It was the turn of the century, a new millennium, and Mary had new ideas. After all, Y2K was a success, it should be time to identify new and challenging goals. You must keep in mind that Mary is one of those individuals who feel “change is good”.
Now, Mary had given a lot of thought to a new adventure before she offered up her proposal. Finally, one day she approached me with the idea of growing “more” flowers. When growing up, her family always had a large vegetable and herb garden as well as large flower beds. I expected a couple more flower beds, probably along our quarter mile lane. Well, that wasn’t quite what she had in mind. No, Mary wanted to grow lavender as a commercial crop. She has always been partial to the color purple and her full name is Rose Mary. Lavender is a member of the Rosemary family, so it only seemed fitting that she would be partial to the Lavender plant. On the other hand, I had always adhered to traditional farming by raising cattle and hay. However, trying to keep an open mind, I agreed to “give up” a couple of acres, thus started the new endeavor.

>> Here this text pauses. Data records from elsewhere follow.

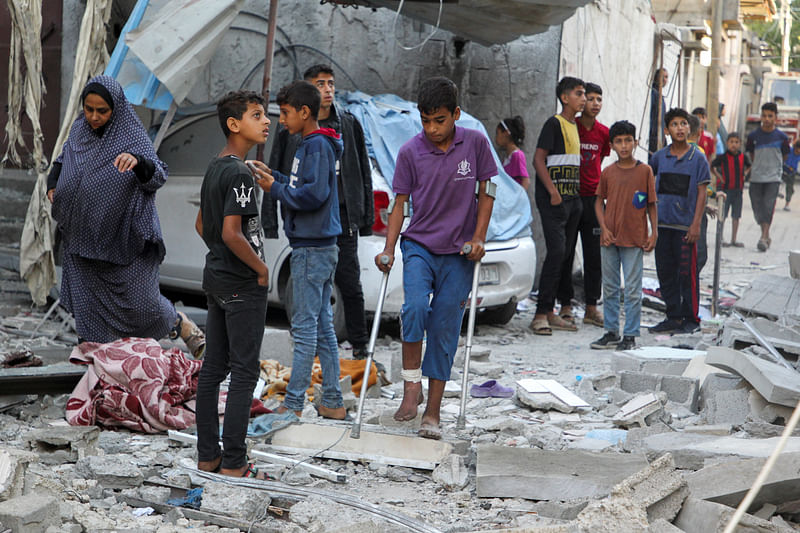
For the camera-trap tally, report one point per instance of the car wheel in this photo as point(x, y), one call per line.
point(499, 315)
point(339, 323)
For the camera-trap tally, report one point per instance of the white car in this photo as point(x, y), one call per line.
point(506, 273)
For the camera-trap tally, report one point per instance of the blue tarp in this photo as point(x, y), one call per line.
point(389, 121)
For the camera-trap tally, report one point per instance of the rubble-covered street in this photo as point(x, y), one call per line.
point(657, 439)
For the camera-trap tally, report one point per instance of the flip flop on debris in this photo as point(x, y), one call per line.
point(541, 327)
point(430, 431)
point(491, 389)
point(559, 323)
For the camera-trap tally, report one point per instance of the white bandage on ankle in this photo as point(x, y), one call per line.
point(414, 375)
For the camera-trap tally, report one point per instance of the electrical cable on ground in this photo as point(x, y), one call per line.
point(337, 497)
point(314, 455)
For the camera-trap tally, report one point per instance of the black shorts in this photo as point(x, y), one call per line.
point(763, 196)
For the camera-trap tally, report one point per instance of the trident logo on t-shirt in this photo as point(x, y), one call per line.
point(639, 199)
point(242, 196)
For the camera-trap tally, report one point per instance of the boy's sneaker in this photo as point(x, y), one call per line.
point(666, 326)
point(609, 341)
point(627, 343)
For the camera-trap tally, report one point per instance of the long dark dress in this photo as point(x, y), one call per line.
point(112, 239)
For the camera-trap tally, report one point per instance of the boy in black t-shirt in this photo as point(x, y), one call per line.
point(235, 280)
point(557, 163)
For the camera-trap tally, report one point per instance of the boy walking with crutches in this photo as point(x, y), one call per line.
point(440, 169)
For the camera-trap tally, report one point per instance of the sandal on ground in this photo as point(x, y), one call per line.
point(594, 319)
point(541, 327)
point(430, 431)
point(347, 417)
point(213, 469)
point(560, 324)
point(568, 317)
point(251, 472)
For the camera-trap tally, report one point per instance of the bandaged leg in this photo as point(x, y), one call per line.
point(414, 376)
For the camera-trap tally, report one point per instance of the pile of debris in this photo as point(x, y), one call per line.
point(655, 439)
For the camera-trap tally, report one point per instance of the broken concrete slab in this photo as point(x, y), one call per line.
point(639, 408)
point(658, 488)
point(662, 526)
point(691, 451)
point(679, 389)
point(63, 444)
point(736, 336)
point(774, 382)
point(386, 448)
point(13, 465)
point(505, 472)
point(277, 344)
point(551, 387)
point(654, 360)
point(31, 513)
point(728, 407)
point(451, 473)
point(728, 482)
point(771, 296)
point(111, 471)
point(230, 500)
point(700, 370)
point(700, 516)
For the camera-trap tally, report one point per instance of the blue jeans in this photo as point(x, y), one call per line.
point(630, 259)
point(312, 326)
point(435, 288)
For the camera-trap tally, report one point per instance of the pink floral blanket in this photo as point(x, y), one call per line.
point(133, 383)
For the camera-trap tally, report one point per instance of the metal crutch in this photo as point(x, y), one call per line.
point(473, 305)
point(355, 431)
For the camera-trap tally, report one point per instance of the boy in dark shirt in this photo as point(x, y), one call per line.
point(557, 163)
point(235, 280)
point(730, 169)
point(310, 208)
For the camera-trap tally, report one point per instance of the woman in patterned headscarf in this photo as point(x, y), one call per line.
point(102, 188)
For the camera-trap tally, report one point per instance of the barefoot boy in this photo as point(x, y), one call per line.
point(438, 169)
point(626, 198)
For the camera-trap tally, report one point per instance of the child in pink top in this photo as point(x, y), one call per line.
point(509, 137)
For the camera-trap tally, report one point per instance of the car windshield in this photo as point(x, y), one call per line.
point(786, 92)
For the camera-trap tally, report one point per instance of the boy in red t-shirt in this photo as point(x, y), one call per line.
point(730, 169)
point(594, 147)
point(626, 198)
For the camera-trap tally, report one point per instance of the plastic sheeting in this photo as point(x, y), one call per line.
point(179, 41)
point(389, 121)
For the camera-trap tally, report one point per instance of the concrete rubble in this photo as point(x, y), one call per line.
point(661, 439)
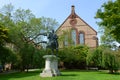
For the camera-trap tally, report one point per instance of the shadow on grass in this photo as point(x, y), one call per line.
point(18, 75)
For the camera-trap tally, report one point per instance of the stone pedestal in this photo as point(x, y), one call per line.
point(51, 66)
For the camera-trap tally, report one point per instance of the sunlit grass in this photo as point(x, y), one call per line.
point(66, 75)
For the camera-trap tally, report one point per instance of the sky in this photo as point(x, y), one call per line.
point(60, 9)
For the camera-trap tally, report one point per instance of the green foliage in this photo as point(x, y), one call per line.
point(94, 58)
point(7, 56)
point(74, 56)
point(65, 75)
point(24, 34)
point(110, 20)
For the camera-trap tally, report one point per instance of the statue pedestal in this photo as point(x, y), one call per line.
point(51, 66)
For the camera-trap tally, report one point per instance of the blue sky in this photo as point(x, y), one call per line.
point(60, 9)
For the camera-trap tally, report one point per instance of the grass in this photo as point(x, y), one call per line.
point(66, 75)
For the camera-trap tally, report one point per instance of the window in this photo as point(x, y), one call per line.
point(81, 38)
point(73, 36)
point(66, 40)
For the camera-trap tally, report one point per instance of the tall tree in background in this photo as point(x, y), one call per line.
point(109, 15)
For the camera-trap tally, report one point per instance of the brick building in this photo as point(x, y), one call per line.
point(74, 31)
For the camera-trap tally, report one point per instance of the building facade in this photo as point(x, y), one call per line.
point(74, 31)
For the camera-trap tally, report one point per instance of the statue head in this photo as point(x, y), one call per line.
point(52, 31)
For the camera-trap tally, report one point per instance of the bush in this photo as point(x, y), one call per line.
point(104, 58)
point(74, 57)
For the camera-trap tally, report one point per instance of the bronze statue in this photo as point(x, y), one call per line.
point(53, 41)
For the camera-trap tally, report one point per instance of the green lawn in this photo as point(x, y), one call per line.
point(66, 75)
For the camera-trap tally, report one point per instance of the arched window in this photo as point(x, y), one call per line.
point(81, 38)
point(73, 36)
point(66, 40)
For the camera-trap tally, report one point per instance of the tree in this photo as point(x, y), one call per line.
point(110, 60)
point(24, 33)
point(109, 21)
point(104, 58)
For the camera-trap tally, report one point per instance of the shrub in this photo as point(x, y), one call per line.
point(74, 57)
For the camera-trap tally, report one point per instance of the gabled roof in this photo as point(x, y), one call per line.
point(74, 15)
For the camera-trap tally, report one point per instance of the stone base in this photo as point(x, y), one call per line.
point(51, 66)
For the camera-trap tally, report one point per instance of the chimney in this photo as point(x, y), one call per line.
point(73, 9)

We spent a considerable amount of time doing further research of Lavender, it’s properties and growing habits. It was apparent, this would be more than a two person undertaking. Mary decided it was time to convince our son and his family that this was an adventure of a lifetime. Thus the lavender farm became a family project and a true learning experience for all. Being a small family, this means that everyone shares in the work.
The initial agreement was that Mary would make the products and I would take care of the sales. The products we sell are primarily hand crafted on the farm. Mary and the grandchildren do the sewing. Mary’s grandmother taught her to sew at the age of 6, now she is attempting to pass that knowledge along to our grandchildren.
In the spring of 2005, we partnered with a local beekeeper. Bee hives have been placed close to the field for production of lavender honey. We also “infused” locally produced clover honey with our lavender buds.
Kansas Lavender / Ingwerson Farms is located eight miles west of Topeka, Kansas just off Interstate 70 and Valencia Rd, on the bluffs of the Kansas River basin. This area of Kansas is not a native climate for lavender. The soil had to be amended as Lavender does not grow well in good black soil. Special care is taken to accommodate the summer humidity and the winter cold. Currently there are twelve varieties grown on the farm, however, Grosso and Provence are the main crop. The plants had adapted quite well to Kansas life and the fragrance has been wonderful.
The farm was open for tours during June 2005 with fresh cut flowers and products available for purchase.
The fields will be opened again in June. See dates and times on the events page.
Visitors are encouraged to bring cameras or paints and easels to capture the views of the flowers, butterflies, birds, and bees.